Apoyé mis manos sobre el suelo, dejándome caer un poco hacia atrás y gimoteando de sumisión. En seguida ella se puso en pie, viendo que ya estaba "listo", y desabrochando su falda y dejándola caer pude ver su ropa interior y toda la extensión de sus hermosas piernas. El marco era fabuloso: unas largas piernas perfectamente cuidadas adornadas por unas morbosas medias negras de tacto sedoso y enloquecedor, unas braguitas color blanco con cierta transparencia. Pero lo mejor de todo fue cuando, inclinándose un poco, se bajó las braguitas y dejó libre su sexo.
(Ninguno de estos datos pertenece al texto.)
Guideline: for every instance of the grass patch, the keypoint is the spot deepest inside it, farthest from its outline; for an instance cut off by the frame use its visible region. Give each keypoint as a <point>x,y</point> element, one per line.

Lo tenía totalmente depilado, con algunas marcas de haberlo hecho recientemente, lo cual me hizo pensar más tarde si ella no lo tenía ya todo previamente planeado. Ayudándome a adquirir la postura adecuada fue sentándose sobre mí. Primero tomó mi sexo y acarició o restregó la punta del mismo contra el suyo, con lo que pude sentir el tierno tacto gomoso de aquel coño de tan magnífica manufactura. Inmediatamente y casi sin darme cuenta se lo fue introduciendo sin problema alguno, pues a pesar de que era grande (y aún no estaba totalmente desarrollado) su sexo era capaz de engullir cualquier cosa, ¡tan abierto estaba!.



Viendo que la postura era un tanto incómoda me dejé caer hacia atrás, tumbándome sobre el frío suelo. Ella apoyó sus manos en el suelo, mirándome fijamente: "Esto te va a gustar", me decía. Y con las rodillas flexionadas empezó a moverse de arriba abajo con un ritmo lento pero suculento. Su sexo ardía y los fluidos que despedía pringaban mi verga provocando a su vez un sonido que aún resuena en mi cabeza. El placer que sentí entonces es indescriptible, fue una mezcla de sensaciones. Mi verga era engullida por su sexo una y otra vez, sintiendo el suave tacto de su muy húmedo coño. Sólo el recuerdo hace que sienta ganas de autosatisfacerme.



Pronto ella comenzó a gemir también, con lo que sentí una doble emoción. Sus botes se hicieron más rápidos y menos pronunciados, moviendo sus caderas y contorsionándose. De pronto pasó de hacer unos movimientos verticales a quedarse sentada sobre mí y pasar de atrás hacia delante y viceversa, lo cual fue el culmen, hube de correrme, y dentro de ella además, sin ser consciente de posibles riesgos. Mas ella continuó haciendo que en el fondo de mi estómago sintiese cierta extraña sensación de vacío. Estaba agotado pero excitadísimo, sin embargo ella no parecía darse cuenta, seguía a lo suyo gritando cada vez más y más… hasta que finalmente se dejó caer sobre mi, jadeando, con la punta de sus pechos rozando el mío. Me besó y se levantó, con lo que pude ver cómo unos finos hilos de fluidos unían aún nuestros sexos.



Al final nos volvimos a vestir y nos marchamos. Tuvo la gentileza de llevarme en coche hasta cerca de mi casa, aprovechando para explicarme qué habíamos hecho y por qué debíamos de mantenerlo entre nosotros (cosa que vi obvia por instinto más que por conocimientos). Al dejarme me despidió saludándome a través de la ventanilla con aquella mano que minutos antes había estado masturbando, haciéndome una paja (ahora sabía lo que eras aquello), y me sentí glorioso.